Currently Lisette is directing and producing the final film in a trilogy of documentaries on the hula dance entitled TOKYO HULA which explores the explosive popularity of the hula in Japan. Research and development for the project was completed with funding support from the ITVS Diversity Development Fund, PIC, and the Jerome Foundation Travel and Study Grant. She was also awarded a Corporation for Public Broadcasting Professional Development Fellowship to attend the International Public Television Conference (INPUT) as a producing fellow in 2014 and was a Faculty Fellow at the Emmy Foundation’s Faculty Seminar in Los Angeles, California.
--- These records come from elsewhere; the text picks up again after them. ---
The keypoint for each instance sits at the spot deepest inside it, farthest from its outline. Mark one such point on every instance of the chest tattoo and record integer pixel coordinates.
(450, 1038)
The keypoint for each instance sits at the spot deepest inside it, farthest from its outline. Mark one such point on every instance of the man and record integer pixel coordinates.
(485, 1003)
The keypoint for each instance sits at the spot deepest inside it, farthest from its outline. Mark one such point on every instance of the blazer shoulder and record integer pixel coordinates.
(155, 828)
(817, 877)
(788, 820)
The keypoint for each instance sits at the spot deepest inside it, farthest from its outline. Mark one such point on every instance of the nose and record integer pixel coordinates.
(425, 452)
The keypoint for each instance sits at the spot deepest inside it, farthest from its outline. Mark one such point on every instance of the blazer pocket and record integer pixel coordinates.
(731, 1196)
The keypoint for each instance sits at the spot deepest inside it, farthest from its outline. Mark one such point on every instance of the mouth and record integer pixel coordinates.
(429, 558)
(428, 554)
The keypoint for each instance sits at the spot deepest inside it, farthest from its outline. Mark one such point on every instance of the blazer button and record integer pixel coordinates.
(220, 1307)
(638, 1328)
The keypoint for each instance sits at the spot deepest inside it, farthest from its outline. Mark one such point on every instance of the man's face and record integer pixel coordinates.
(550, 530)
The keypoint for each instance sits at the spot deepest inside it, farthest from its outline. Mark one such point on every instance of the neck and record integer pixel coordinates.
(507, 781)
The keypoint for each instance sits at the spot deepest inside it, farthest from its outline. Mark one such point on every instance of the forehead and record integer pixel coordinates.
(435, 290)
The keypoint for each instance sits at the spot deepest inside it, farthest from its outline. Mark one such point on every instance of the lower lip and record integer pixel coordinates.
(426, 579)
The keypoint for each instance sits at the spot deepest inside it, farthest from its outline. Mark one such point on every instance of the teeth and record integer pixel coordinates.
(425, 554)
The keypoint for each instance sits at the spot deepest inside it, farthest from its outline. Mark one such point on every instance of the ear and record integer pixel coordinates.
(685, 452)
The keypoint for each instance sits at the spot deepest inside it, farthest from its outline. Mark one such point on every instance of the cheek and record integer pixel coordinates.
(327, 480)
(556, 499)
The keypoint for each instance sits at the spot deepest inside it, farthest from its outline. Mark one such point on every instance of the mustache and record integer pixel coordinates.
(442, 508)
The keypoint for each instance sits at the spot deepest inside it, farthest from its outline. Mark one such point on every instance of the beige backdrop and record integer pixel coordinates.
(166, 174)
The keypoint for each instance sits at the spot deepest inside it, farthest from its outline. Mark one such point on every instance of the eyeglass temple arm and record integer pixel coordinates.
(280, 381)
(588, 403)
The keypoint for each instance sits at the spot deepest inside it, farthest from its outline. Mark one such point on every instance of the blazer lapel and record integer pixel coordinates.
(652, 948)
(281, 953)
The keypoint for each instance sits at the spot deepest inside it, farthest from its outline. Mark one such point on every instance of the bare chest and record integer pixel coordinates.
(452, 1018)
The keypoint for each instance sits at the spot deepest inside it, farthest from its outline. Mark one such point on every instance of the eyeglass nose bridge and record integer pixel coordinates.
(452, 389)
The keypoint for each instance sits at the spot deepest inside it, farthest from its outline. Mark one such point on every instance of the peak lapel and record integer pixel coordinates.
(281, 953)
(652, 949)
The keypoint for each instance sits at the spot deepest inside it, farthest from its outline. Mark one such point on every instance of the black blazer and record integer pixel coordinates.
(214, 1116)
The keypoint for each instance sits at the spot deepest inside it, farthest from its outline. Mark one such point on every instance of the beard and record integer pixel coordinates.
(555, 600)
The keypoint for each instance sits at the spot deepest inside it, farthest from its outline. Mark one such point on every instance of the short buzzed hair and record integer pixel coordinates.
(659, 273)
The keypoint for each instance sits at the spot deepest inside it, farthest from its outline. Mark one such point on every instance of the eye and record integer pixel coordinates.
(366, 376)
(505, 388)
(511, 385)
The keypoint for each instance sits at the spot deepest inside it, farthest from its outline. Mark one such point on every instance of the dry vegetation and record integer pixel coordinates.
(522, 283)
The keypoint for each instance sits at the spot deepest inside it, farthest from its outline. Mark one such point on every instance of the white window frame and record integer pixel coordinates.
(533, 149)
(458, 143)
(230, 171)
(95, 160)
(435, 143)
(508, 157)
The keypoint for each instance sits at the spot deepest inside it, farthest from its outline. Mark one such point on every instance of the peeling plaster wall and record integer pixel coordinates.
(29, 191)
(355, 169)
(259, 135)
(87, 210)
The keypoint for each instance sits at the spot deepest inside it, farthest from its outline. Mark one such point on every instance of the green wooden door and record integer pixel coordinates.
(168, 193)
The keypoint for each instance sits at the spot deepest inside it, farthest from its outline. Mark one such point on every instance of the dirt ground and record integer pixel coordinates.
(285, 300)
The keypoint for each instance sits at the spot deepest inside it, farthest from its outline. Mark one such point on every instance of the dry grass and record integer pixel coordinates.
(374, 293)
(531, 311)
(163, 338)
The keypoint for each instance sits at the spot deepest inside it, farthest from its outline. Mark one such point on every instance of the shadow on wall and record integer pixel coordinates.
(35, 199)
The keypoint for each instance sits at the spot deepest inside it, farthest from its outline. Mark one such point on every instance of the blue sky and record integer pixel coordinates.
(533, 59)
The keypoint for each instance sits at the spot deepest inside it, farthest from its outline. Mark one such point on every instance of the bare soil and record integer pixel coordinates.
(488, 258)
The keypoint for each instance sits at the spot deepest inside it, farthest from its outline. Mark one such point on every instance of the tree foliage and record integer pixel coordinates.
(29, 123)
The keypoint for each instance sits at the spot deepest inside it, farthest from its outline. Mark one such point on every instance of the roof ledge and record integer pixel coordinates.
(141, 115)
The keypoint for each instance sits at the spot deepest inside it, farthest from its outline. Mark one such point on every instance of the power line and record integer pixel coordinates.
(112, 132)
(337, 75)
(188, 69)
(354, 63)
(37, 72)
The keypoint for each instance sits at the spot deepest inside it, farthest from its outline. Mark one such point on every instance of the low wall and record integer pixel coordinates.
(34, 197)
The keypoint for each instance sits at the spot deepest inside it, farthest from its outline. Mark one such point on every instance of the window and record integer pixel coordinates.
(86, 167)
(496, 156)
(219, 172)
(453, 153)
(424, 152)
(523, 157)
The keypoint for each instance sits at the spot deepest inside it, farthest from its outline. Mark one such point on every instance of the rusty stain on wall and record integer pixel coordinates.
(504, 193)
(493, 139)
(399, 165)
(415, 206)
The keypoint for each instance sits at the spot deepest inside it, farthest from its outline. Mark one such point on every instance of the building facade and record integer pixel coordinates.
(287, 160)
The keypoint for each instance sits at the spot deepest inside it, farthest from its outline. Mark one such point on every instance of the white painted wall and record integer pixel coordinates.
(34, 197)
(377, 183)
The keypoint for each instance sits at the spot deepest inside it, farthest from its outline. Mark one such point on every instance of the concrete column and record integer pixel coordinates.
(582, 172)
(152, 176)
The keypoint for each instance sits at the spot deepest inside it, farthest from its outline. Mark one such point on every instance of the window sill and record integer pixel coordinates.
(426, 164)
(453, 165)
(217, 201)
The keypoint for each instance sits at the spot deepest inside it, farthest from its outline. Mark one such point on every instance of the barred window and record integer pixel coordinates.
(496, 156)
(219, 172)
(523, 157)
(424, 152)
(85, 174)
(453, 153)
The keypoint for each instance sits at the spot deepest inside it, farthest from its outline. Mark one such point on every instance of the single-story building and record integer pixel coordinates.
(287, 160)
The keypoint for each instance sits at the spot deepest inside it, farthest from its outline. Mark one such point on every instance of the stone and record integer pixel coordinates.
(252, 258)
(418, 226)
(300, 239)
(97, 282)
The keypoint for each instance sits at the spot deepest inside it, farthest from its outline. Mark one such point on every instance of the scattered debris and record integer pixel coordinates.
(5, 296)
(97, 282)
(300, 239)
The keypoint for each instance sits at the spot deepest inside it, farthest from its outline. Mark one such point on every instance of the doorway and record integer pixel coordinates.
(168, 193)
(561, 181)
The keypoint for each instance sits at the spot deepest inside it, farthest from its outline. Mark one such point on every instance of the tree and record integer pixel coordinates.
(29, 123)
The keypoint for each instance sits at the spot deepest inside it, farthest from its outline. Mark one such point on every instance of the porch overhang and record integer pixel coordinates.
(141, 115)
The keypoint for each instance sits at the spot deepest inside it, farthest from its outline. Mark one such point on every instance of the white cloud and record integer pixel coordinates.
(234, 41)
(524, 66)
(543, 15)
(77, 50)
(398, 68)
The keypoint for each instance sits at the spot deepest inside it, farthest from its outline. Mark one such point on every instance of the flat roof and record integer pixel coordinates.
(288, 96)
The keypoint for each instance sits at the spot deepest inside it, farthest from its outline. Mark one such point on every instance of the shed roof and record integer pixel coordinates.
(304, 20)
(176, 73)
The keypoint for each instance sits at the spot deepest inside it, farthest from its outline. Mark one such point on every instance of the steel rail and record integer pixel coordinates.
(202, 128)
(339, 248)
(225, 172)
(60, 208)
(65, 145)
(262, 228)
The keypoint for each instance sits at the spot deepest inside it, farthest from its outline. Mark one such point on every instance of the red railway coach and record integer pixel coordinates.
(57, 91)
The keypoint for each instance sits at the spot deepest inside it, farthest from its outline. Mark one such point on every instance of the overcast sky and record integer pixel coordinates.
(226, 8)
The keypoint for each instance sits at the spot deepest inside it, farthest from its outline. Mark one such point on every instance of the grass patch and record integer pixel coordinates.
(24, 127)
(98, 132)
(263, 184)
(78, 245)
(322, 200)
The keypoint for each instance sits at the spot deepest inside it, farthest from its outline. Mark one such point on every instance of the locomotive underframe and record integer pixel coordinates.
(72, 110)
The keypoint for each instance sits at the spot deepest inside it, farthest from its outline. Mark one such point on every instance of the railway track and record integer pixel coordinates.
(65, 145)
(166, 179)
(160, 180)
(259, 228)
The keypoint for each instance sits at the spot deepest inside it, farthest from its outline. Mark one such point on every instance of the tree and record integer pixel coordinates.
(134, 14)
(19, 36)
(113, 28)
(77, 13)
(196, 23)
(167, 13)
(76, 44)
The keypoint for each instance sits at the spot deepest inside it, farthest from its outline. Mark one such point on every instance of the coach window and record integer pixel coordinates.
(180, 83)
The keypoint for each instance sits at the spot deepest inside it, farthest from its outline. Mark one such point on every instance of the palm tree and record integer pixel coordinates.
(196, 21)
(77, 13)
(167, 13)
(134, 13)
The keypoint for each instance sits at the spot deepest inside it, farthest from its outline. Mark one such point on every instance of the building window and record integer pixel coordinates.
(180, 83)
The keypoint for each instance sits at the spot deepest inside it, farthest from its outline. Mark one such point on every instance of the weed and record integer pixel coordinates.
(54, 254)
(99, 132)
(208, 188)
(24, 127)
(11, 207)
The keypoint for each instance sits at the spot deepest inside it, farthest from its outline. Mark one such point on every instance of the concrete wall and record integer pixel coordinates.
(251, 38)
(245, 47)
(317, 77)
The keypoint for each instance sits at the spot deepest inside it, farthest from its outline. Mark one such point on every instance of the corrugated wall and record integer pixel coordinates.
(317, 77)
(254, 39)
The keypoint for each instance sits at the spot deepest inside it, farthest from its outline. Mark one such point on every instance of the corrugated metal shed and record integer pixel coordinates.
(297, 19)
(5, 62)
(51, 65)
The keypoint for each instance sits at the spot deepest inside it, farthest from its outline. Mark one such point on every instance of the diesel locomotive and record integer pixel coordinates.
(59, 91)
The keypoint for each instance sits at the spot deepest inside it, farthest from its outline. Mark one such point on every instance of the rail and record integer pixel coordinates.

Lisette is a graduate of New York University’s Tisch School of the Arts in Film and Television Production and received her MFA in Creative Writing at the New School University. Having lived in New York City for over twenty years, Lisette joined the faculty of the Academy for Creative Media at the University of Hawaiʻi at Mānoa in 2011. She is an Associate Professor of Native/Indigenous Creative Media who teaches courses in screenwriting, producing, critical studies, and indigenous filmmaking. She received the Board of Regents’ Medal for Excellence in Teaching in 2016.